Starting your own garden is great a way to save money. It also provides you with delicious, homegrown fruits and vegetables that in most cases far exceed the grocery store produce. And growing your own garden is fun too. It gives you an excuse to spend time outdoors and in the sun. It’s also a lot easier than you may think. If you plan right, you can have fresh vegetables all year long!
The benefits of growing your own garden are plentiful, just like your crop of healthy, organic vegetables will be. Here are five easy tips to growing your own garden:
Decide what to grow
While planning your first garden, try to start small. A smaller garden is easier to control and manage. When you plant more than you need, you end up wasting food and feeling overwhelmed by your garden. Consider how much your family will eat and plant accordingly. It’s best to start small and to expand a little every year.
Size of your garden
The size of your garden will be determined by the amount of available space and the time you wish to commit to the project. For example, a 10 x 10-foot space will be suitable for a starter garden. It will produce a steady supply of fruits and vegetables for your whole family. Your garden will require a minimum of five hours of direct sunlight per day, so find a place with adequate sunlight.
Test soil before digging
Before you begin digging your garden, test the soil. Check the drainage by soaking the soil with a hose. Wait a day and then dig up a handful of soil. Squeeze the soil, if water streams out you will want to add compost or organic matter to improve the drainage. Next, loosen up the soil either by hand or till. Once the soil has loosened you can spread out compost and work it into the soil. When you’re done, rake the surface and water thoroughly. Then allow the bed to rest for five days before you plant.
Caring for your garden
Vegetables require a steady supply of moisture. About an inch of water per week will suffice. Keep in mind that raised beds drain faster and may require more frequent watering than non-raised. Also, try to weed your garden regularly because weeds tend to steal water and nutrients from your fruits and vegetables. Finally, consider applying a packaged vegetable fertilizer as recommended in the directions.

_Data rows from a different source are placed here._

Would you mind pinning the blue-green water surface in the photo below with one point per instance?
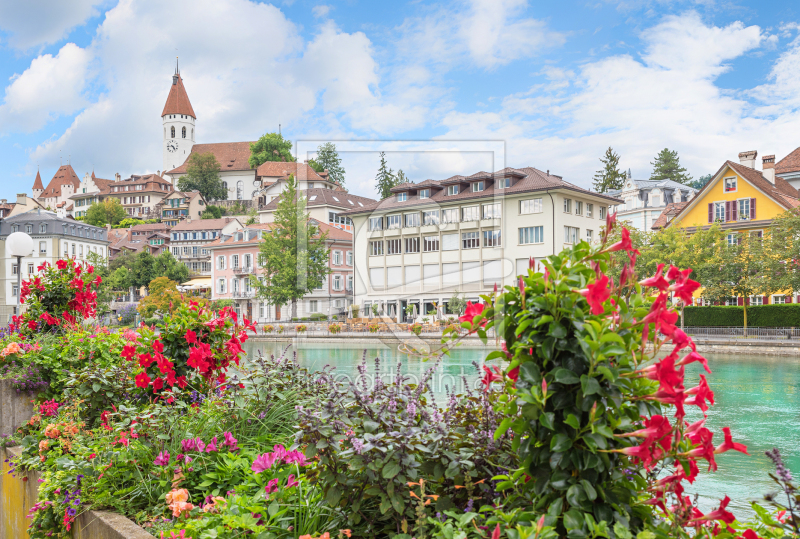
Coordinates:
(758, 397)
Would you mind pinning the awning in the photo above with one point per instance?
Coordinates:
(198, 283)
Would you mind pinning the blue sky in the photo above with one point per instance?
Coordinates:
(551, 84)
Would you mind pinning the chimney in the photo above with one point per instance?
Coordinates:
(768, 168)
(748, 159)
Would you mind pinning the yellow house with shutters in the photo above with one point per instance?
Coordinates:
(742, 199)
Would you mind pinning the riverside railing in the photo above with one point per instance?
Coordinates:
(740, 333)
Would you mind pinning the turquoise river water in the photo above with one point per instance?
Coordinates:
(758, 397)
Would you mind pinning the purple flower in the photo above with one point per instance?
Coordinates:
(162, 459)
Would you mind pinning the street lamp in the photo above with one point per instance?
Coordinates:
(19, 244)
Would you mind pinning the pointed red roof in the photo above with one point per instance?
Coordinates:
(178, 99)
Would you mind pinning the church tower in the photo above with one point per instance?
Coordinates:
(178, 121)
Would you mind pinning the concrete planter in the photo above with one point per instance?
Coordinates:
(18, 494)
(15, 408)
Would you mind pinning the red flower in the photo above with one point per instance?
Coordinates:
(597, 293)
(729, 444)
(142, 380)
(473, 310)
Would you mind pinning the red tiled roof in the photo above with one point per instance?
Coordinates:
(790, 163)
(63, 176)
(178, 99)
(230, 156)
(37, 183)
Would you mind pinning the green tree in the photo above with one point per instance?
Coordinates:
(293, 255)
(328, 158)
(107, 212)
(270, 147)
(667, 166)
(610, 177)
(169, 267)
(385, 179)
(202, 174)
(144, 269)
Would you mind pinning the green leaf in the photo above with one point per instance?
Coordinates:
(391, 469)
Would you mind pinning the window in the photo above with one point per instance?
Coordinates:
(430, 244)
(376, 223)
(394, 247)
(491, 238)
(744, 209)
(450, 216)
(411, 219)
(532, 205)
(470, 240)
(571, 234)
(470, 213)
(430, 217)
(491, 211)
(531, 234)
(719, 211)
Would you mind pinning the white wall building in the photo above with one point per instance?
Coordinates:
(465, 234)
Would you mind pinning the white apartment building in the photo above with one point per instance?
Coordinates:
(466, 234)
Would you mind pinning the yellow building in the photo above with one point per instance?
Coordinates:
(742, 199)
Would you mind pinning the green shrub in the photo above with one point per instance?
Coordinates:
(782, 315)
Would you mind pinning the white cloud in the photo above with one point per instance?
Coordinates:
(50, 87)
(38, 22)
(321, 11)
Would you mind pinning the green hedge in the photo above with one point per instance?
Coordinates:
(765, 316)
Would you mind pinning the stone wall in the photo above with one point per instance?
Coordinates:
(15, 408)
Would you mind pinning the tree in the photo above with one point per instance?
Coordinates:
(385, 179)
(293, 255)
(328, 158)
(610, 177)
(667, 166)
(107, 212)
(700, 182)
(270, 147)
(167, 266)
(202, 174)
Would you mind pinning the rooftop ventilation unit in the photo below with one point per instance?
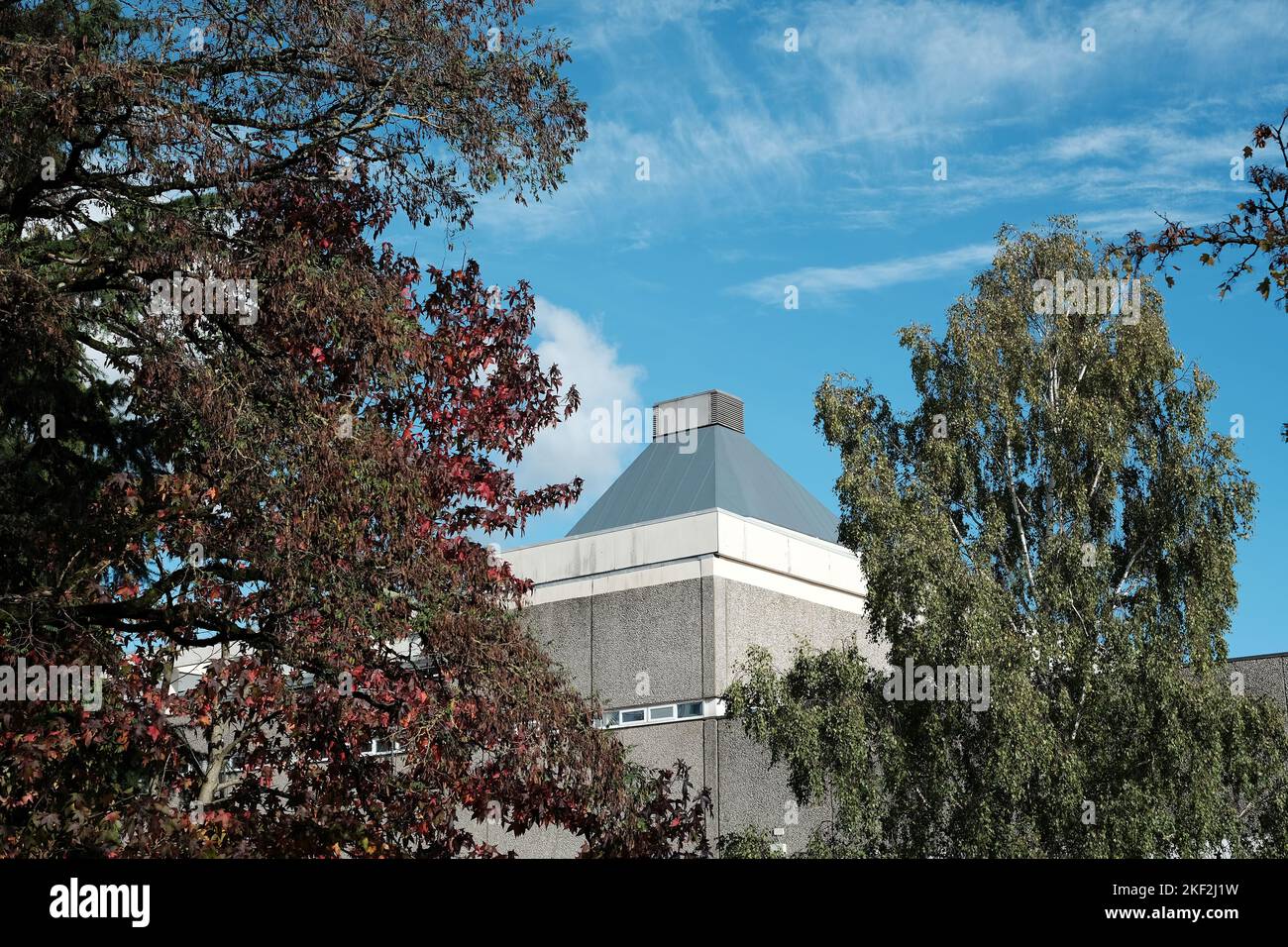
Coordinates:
(697, 411)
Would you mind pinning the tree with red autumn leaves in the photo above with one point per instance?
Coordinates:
(294, 482)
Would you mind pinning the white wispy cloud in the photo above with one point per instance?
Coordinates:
(828, 282)
(588, 361)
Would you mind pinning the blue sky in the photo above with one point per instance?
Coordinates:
(812, 167)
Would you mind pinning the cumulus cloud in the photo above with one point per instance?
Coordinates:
(593, 365)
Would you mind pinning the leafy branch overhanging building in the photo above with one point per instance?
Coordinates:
(699, 549)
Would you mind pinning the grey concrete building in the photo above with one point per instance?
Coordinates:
(702, 548)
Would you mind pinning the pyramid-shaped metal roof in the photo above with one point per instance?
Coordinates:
(717, 468)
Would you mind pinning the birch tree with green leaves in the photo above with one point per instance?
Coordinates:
(1057, 517)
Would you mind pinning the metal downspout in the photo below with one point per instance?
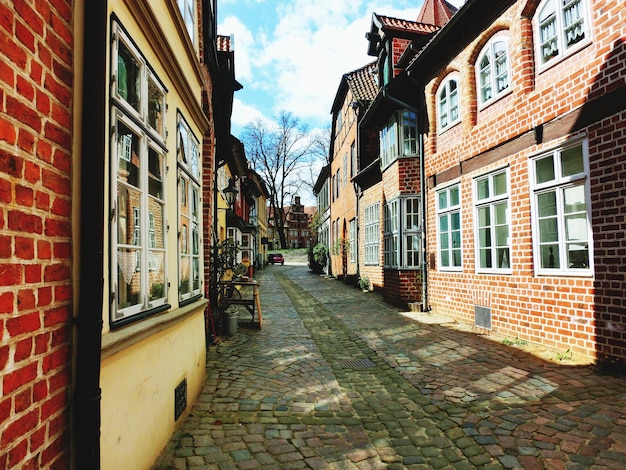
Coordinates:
(425, 307)
(88, 331)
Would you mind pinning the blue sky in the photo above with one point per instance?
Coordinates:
(290, 54)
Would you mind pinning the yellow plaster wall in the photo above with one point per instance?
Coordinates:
(138, 393)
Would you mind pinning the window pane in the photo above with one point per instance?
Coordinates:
(455, 221)
(128, 277)
(454, 196)
(484, 217)
(501, 213)
(157, 274)
(128, 153)
(485, 258)
(443, 200)
(548, 230)
(128, 76)
(155, 174)
(544, 169)
(503, 258)
(156, 104)
(572, 162)
(482, 188)
(546, 203)
(443, 223)
(550, 256)
(499, 184)
(574, 199)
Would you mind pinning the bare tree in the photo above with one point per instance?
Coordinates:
(280, 155)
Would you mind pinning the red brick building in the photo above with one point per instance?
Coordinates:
(524, 138)
(520, 113)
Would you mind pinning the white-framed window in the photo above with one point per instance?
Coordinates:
(449, 228)
(493, 222)
(353, 244)
(562, 236)
(189, 255)
(371, 226)
(411, 233)
(492, 70)
(448, 103)
(398, 138)
(137, 167)
(188, 11)
(140, 198)
(392, 232)
(403, 238)
(135, 87)
(561, 27)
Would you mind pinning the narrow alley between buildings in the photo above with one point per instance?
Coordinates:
(338, 379)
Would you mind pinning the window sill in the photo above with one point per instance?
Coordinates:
(118, 340)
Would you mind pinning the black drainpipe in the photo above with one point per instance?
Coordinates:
(88, 330)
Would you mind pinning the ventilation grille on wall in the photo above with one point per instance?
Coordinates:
(482, 316)
(180, 399)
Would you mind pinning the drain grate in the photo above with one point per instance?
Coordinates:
(357, 363)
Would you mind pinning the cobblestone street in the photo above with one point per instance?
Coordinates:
(338, 379)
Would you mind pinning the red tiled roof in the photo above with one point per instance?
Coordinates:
(436, 12)
(223, 43)
(389, 23)
(362, 82)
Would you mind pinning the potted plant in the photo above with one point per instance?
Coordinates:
(318, 258)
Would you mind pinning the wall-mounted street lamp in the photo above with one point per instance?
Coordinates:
(230, 193)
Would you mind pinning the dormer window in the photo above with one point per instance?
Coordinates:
(448, 103)
(562, 24)
(493, 71)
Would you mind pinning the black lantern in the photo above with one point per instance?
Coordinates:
(230, 193)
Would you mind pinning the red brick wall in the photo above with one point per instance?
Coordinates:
(586, 315)
(36, 74)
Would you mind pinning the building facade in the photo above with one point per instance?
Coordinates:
(107, 123)
(512, 184)
(526, 123)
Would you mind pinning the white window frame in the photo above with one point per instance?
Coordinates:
(448, 211)
(449, 108)
(497, 76)
(189, 212)
(560, 184)
(138, 265)
(555, 12)
(398, 138)
(145, 248)
(188, 12)
(150, 110)
(403, 233)
(371, 227)
(411, 233)
(353, 244)
(490, 198)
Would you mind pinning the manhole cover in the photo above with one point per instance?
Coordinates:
(357, 363)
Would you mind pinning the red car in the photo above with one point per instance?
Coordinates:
(275, 258)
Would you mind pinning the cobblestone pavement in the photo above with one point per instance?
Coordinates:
(337, 379)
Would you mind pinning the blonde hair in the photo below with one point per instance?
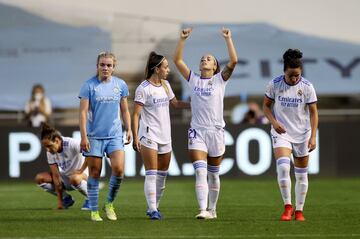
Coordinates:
(166, 88)
(105, 54)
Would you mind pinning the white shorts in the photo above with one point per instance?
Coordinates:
(66, 181)
(211, 141)
(298, 149)
(160, 148)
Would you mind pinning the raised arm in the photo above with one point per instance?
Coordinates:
(135, 126)
(178, 58)
(125, 114)
(84, 107)
(230, 66)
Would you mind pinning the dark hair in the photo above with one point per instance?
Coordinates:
(154, 60)
(292, 59)
(48, 132)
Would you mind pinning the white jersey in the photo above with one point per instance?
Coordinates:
(207, 101)
(291, 107)
(70, 159)
(155, 116)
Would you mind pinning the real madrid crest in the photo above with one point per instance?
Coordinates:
(299, 92)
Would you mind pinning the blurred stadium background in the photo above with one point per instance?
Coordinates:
(55, 43)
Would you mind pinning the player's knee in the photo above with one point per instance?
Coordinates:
(39, 179)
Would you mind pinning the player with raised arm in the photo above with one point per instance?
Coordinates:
(206, 141)
(290, 105)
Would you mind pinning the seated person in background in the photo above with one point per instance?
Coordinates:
(67, 168)
(38, 108)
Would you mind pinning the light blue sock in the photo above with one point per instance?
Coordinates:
(114, 185)
(93, 193)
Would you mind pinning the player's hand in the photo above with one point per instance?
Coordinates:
(226, 32)
(312, 144)
(128, 137)
(85, 145)
(136, 145)
(185, 33)
(279, 128)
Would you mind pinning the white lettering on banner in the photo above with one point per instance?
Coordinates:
(241, 156)
(16, 156)
(242, 151)
(314, 157)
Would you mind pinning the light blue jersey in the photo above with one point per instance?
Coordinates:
(104, 106)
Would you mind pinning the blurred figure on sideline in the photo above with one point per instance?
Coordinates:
(254, 115)
(38, 108)
(206, 140)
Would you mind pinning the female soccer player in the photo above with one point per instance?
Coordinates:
(153, 138)
(63, 153)
(206, 135)
(290, 105)
(102, 99)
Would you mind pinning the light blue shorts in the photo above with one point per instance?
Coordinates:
(98, 147)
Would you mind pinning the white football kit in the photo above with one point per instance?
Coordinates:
(155, 127)
(291, 110)
(207, 107)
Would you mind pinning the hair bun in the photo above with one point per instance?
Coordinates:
(291, 54)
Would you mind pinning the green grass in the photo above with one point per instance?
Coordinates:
(246, 209)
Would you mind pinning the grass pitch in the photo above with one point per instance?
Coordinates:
(246, 209)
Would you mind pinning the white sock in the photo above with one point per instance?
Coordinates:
(82, 188)
(214, 185)
(301, 187)
(50, 188)
(150, 189)
(284, 180)
(201, 185)
(160, 185)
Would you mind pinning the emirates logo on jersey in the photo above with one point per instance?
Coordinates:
(116, 90)
(299, 92)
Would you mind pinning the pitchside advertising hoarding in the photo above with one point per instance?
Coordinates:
(248, 152)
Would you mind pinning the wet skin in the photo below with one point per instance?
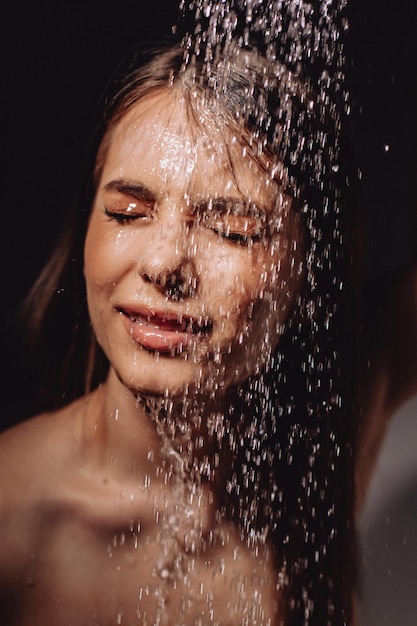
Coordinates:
(170, 211)
(181, 267)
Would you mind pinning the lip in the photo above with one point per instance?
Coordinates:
(162, 331)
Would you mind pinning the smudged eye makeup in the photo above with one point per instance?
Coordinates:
(231, 219)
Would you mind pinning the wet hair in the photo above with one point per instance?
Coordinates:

After all your hard work, it’s time enjoy the fruits of your labor! Different vegetables can harvest in various stages. For example, leaf lettuce can be picked as young as you would like. The same goes for summer squash and cucumbers, which can be harvested when the fruit is only a few inches long. A good rule of thumb is that if it looks good enough to eat, it probably is. With most vegetables, the more you pick, the more the plant will produce in the future.